Vitamin B12 is important for maintaining homeostasis for homocysteine levels. Homocysteine is an amino acid that is produced during normal protein metabolism, however this product is highly toxic to cells and that’s where B12 comes in by removing it. High levels of homocysteine has been known to be associated with stroke, heart disease, Parkinson’s and Alzheimer’s disease. So, B12 deficiency symptoms are wide spread throughout the body and brain. Watch out for B12 deficiency symptoms such as tingling in your arms and/or legs, headaches, fibromyalgia, balance problems when standing and behavioral issues such as lack of impulse control, paranoia, mental confusion and delusions. Recall that B12 deficiency symptoms include fatigue which comes from a lack of red blood cells to carry oxygen to all your tissues and organs. This is going to effect the entire and body and brain and can really wreak havoc on the brain. The brain uses more oxygen than any other tissue except for skeletal muscle.

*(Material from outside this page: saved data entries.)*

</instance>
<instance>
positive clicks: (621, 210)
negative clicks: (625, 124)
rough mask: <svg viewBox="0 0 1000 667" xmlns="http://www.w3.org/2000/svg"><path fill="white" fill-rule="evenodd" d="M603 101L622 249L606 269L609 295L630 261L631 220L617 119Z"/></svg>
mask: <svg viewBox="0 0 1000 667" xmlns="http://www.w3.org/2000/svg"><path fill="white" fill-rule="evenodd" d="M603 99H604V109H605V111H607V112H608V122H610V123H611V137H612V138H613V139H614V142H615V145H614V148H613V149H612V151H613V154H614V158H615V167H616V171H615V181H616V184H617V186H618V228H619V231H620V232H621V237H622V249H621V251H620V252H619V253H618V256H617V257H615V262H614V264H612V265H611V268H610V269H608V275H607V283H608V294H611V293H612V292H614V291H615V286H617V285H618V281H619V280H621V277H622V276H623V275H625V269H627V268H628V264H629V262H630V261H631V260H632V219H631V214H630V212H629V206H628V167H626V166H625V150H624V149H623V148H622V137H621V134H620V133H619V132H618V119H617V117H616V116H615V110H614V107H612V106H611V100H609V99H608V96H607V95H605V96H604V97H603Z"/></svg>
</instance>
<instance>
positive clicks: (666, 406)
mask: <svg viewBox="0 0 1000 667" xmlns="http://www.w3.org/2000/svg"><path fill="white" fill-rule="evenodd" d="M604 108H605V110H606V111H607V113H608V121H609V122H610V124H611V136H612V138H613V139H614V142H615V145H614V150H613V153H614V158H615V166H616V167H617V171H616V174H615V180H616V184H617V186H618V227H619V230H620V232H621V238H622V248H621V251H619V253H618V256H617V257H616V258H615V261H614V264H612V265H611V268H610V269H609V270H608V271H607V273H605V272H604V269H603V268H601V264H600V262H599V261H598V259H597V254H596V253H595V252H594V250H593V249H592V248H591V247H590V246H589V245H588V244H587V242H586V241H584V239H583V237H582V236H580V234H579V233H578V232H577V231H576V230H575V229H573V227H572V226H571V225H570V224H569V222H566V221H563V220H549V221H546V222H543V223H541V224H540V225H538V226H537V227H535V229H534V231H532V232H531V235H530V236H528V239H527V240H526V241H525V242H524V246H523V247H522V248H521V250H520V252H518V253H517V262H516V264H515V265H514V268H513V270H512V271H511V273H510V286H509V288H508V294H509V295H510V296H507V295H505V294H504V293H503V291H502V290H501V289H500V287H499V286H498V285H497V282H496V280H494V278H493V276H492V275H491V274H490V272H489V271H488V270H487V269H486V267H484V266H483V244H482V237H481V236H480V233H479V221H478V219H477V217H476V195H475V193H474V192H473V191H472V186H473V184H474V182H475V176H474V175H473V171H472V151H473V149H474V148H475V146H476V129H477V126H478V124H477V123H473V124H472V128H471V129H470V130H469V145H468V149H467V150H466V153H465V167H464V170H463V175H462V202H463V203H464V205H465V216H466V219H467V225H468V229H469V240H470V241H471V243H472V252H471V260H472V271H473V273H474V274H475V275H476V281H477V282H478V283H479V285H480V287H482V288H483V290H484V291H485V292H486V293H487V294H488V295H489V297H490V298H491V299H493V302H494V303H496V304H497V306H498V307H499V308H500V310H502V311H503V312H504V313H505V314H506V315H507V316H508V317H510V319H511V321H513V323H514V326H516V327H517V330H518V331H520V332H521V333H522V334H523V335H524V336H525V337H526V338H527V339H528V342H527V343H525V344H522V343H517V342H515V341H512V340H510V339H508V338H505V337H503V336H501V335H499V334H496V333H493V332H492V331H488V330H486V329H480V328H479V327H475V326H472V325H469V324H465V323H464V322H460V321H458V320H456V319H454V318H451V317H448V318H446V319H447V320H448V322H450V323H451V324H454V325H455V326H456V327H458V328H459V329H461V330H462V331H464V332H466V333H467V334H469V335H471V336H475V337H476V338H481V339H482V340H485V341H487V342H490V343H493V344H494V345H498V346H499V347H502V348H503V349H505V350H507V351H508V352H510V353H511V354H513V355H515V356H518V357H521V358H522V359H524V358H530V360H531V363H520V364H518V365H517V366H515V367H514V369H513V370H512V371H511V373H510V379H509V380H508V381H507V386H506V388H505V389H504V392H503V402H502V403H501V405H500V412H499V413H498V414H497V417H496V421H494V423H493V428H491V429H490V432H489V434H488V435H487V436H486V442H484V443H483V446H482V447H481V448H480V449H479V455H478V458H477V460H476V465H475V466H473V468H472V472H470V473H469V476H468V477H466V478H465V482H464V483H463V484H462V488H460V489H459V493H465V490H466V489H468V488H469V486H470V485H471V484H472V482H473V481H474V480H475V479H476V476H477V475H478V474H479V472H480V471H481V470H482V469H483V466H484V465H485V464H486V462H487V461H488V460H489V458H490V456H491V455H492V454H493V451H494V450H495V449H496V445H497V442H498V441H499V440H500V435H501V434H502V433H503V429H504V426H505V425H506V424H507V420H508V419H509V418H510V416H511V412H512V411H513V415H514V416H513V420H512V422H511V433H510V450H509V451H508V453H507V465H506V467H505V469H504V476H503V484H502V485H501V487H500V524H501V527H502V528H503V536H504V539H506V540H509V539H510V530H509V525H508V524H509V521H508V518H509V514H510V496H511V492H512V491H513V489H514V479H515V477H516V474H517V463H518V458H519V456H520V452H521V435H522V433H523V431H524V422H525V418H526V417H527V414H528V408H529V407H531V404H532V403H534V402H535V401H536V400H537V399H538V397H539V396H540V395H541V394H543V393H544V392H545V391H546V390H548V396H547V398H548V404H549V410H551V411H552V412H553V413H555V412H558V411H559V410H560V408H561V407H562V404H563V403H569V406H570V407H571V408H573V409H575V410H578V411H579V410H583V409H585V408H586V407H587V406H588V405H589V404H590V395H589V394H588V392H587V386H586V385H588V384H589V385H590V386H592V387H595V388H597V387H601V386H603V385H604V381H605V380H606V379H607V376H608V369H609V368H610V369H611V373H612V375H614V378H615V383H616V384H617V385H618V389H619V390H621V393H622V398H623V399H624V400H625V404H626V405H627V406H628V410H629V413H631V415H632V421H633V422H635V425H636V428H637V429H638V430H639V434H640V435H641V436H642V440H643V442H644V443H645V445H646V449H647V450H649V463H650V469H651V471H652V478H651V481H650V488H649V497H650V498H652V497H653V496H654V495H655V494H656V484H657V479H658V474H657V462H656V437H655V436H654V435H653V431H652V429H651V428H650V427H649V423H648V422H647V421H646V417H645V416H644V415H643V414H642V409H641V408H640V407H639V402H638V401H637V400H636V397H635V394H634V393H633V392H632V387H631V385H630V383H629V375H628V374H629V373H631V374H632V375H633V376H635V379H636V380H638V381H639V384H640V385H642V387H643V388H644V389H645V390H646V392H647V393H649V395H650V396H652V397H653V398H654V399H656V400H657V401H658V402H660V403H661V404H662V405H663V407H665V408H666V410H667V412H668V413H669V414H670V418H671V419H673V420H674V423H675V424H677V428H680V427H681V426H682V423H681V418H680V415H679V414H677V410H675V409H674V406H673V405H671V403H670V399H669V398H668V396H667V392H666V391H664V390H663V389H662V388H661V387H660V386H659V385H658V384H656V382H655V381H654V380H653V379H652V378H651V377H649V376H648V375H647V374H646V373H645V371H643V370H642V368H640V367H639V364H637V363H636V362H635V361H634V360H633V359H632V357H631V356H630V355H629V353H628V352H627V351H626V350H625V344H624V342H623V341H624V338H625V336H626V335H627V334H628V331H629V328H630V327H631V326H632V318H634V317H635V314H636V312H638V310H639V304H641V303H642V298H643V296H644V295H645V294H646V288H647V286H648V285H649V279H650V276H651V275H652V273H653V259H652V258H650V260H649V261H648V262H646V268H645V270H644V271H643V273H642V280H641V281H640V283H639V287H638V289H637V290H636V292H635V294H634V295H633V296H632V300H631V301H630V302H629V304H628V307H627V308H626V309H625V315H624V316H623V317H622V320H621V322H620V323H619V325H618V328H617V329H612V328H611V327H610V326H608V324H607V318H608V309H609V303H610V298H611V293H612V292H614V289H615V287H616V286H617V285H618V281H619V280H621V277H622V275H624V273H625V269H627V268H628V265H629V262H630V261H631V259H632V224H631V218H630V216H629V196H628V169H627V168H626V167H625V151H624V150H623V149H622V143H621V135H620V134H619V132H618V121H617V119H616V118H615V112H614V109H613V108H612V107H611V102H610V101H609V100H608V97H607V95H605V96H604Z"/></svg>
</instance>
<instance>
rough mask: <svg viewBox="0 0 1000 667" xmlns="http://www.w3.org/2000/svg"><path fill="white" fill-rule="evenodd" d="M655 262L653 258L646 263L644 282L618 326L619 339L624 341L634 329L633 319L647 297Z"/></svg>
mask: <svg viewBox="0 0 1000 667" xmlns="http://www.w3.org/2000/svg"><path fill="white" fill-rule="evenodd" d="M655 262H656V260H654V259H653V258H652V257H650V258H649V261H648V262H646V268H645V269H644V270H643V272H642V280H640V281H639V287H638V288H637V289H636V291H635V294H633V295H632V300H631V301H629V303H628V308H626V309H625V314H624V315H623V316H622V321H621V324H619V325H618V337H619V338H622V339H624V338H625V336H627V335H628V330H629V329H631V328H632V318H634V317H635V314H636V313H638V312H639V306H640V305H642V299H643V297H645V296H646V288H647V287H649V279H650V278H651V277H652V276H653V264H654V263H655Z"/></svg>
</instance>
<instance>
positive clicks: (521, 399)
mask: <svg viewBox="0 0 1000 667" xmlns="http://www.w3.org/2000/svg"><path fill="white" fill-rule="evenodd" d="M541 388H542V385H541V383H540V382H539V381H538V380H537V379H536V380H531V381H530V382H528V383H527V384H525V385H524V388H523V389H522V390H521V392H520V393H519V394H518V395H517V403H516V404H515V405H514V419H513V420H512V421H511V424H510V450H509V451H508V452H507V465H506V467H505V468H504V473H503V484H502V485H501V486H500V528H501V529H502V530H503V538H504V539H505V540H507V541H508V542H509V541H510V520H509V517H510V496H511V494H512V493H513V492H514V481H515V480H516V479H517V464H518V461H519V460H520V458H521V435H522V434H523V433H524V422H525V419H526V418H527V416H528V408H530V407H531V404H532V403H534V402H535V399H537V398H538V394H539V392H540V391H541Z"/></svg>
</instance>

Based on what is currently known about B12 deficiency and you suspect your have it, you need to go to your healthcare provider as soon as possible. If your B12 deficiency symptoms are severe, you may have already collapsed and may be rushed to the emergency room. B12 deficiency as anemia is often treated with B12 shots. If severe enough, you may get shots once a day for a week and then once a week for a month and if necessary once a month until you are stable. This may happen with someone who can’t absorb vitamin B12 in the intestine. Remember that shots by pass the intestine and go directly into the blood. If this is not the case then 1 initial shot can be given and then B12 supplements are taken until your system is able to stabilize itself. You need not worry about a B12 overdose. Excess B12 is excreted in the urine. Quite often B12 deficiency is accompanied by low levels of folic acid (vitamin B9) and an iron deficiency, iron and B9 may be administered at the same time. Red blood cells need iron as it is a part of hemoglobin so B12 is not sufficient to make red blood cells.

Make sure you don’t ignore B12 deficiency symptoms as they have far reaching repercussions. If you are a vegetarian or vegan, then you don’t get enough B12 and you should know that you need to supplement yourself. Supplementing yourself should be more than a multivitamin. You will need a separate B vitamin supplement.